体育の授業の前などに話をしていました。
これからサッカーの学習を始めるわけですが、始める前にお話をしておきます。
このクラスには、すでにサッカーを習っていて得意な人もいます。しかし、去年のサッカーの学習以来、サッカーボールを蹴るのは一年ぶりという人もいます。苦手どころか、ボールが怖いという人もいます。当たり前のことですよね。
サッカーを習っている人は、親からお金を出してもらい、場合によっては放課後や休みの日に送り迎えをしてもらいながら、時間をかけて練習してきたわけです。ほかの人よりも上手で当たり前です。学級の中で、うまさを見せびらかしてもちっとも自慢にはなりません。君たちの本当の相手は学級ではなく別のサッカーチームの中にいるのです。
さて、ここでみんなに問題です。
サッカーがすごく苦手な人がいたとします。その人が試合中に失敗してしまいました。
そしたら「ドンマイ、ドンマイ」と友だちが声をかけてくれるのですが、・・・
この時に誰から声をかけられると安心しますか。
1 仲がいいけど、自分と同じくらいサッカーが上手ではない人
2 それほど日頃は話さないけど、サッカーがとても上手な人
(挙手をさせると、高学年なら圧倒的に2が多い)
サッカーが得意な人は、ここに出番があるのです。
もし、君たちのおかげで学級のみんながサッカーが好きになったり、少しでも得意になったりして、サッカーの学習が終わったときに「楽しかったねえ」とみんなが言えるようになったら、ものすごく素晴らしいことだと思うのです。

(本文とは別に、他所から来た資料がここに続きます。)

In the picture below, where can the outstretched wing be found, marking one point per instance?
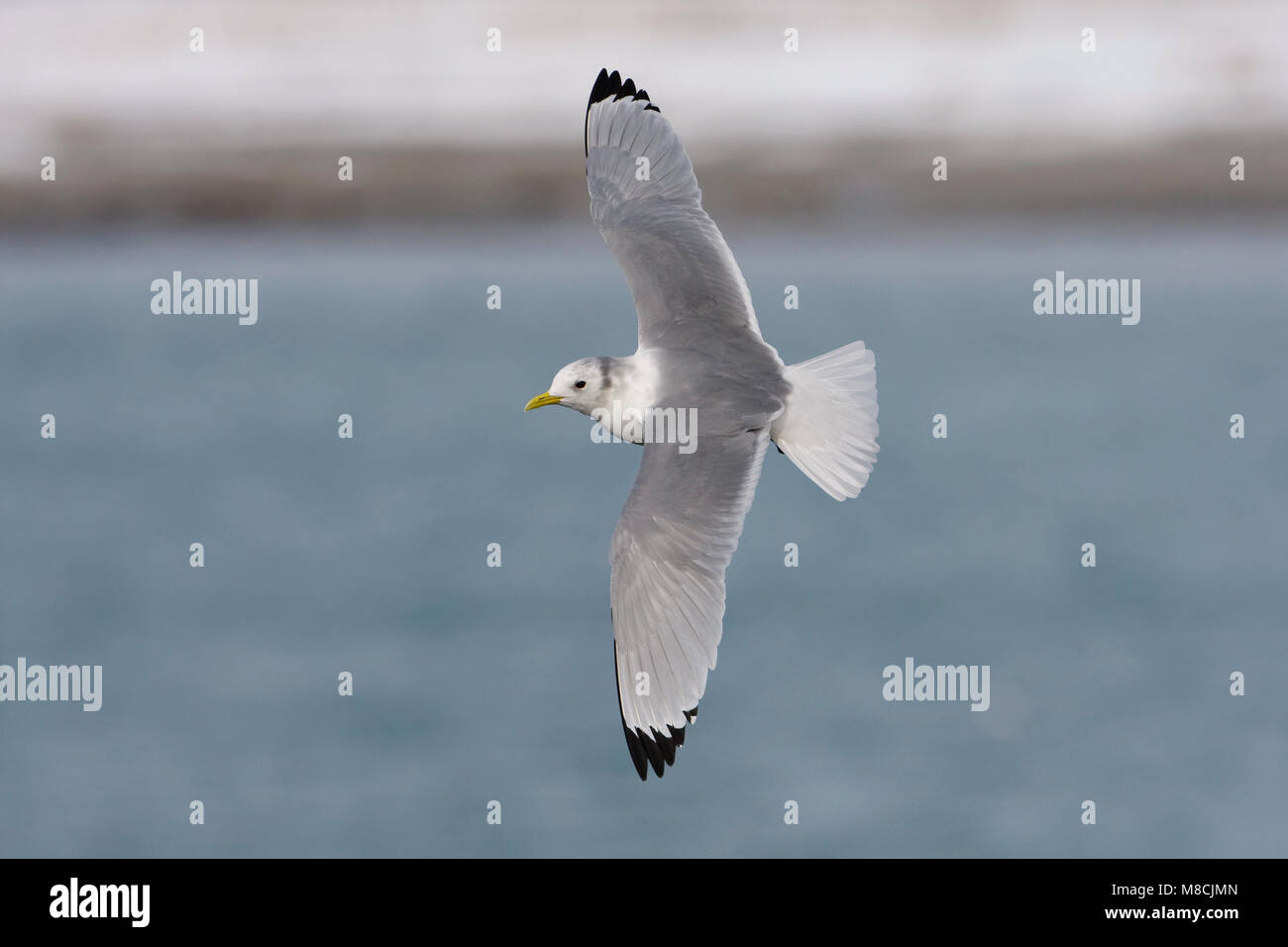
(670, 552)
(648, 208)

サッカーを今習っていなくても、ちょっと自分は得意だし好きだと思う人もよろしく頼みますね。
<補足>
これは「ノブレスオブリージュ」というフランス語からヒントを得て作った。
「高貴なるものの義務」という意味で、かつて貴族は日頃領主として君臨しているが、いざ戦争になったら身を挺して、我が土地の民を守らなければならない、という話だ。
力のある者こそ、他者に対してその力を生かせという意味で使っている。サッカーが得意な子どもが身分が高いという意味ではない。
また、この話をするときに語源である「ノブレスオブリージュ」の話をする必要もない。